[Haskell-cafe] hash tables, judy arrays, and more

Fri Dec 6 12:45:31 UTC 2013

Hi,

As some of you may know¹, I've been playing around with associative data
structures, and in particular Judy arrays, using the "judy" package by
Don S.  Now, I find these to be fast and (more importantly) frugal
concerning memory - but now I see what I can only interpret as memory
corruption - a bit depending on the ordering of the code and/or
insertion of print statements, output is truncated or contaminated.

The strange thing is that this only occurs when I also use Data.Vector
or Data.HashTable.IO in the same program - if it's all Judy, then things
work as expected - as far as I have seen, anyway.

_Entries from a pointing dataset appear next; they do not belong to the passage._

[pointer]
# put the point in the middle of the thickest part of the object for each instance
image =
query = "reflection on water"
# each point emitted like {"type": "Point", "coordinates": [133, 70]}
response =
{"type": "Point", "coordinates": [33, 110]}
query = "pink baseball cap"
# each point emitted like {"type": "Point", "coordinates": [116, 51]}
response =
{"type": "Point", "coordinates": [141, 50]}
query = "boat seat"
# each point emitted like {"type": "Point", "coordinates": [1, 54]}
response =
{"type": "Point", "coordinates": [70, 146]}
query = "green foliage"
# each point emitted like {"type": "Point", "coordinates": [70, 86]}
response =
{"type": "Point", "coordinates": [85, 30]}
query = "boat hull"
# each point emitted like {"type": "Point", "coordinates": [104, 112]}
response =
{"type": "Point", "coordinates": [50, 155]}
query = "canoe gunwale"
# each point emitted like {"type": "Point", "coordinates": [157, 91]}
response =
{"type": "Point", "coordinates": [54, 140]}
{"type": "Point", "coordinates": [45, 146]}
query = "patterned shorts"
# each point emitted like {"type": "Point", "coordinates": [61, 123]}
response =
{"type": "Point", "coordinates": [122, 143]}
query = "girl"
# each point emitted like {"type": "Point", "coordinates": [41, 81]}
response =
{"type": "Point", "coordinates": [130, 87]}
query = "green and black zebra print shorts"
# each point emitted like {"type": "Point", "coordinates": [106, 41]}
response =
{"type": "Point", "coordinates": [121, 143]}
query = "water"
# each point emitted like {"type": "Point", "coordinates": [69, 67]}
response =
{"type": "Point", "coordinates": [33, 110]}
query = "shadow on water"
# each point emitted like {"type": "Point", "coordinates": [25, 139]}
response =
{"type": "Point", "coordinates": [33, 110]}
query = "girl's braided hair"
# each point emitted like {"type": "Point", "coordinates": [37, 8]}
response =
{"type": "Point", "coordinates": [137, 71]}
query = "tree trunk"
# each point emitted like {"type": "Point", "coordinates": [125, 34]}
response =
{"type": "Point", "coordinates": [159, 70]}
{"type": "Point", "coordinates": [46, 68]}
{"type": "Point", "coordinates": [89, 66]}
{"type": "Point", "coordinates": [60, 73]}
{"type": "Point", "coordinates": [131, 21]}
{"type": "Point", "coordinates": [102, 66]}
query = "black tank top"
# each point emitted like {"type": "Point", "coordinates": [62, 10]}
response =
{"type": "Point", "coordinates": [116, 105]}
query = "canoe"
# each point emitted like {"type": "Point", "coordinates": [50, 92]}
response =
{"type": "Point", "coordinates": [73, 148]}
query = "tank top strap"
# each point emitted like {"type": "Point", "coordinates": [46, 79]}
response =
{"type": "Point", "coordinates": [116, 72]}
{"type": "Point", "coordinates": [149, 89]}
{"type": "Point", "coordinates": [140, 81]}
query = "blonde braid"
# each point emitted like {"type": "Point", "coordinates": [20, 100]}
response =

First I thought it was my dubious "insertWith" function, but when I
reverted to separate "insert" and "lookup", I can still provoke the
behavior.

Has anybody else seen anything similar?  Any idea how to debug something
like this?

Then I thought I'd look at hash tables, using the 'hashtables' package.
I haven't tested it much yet, but it appears to be a lot slower than
Judy (maybe as much as 10x), and uses a lot more memory (also perhaps a
factor of 10).  I guess I might be able to improve things a bit by
judiciously applying strictness, but it seems to be storing both keys
and values unboxed, so I don't expect to come close to Judy - I guess
there isn't any unboxed hash table implementations around?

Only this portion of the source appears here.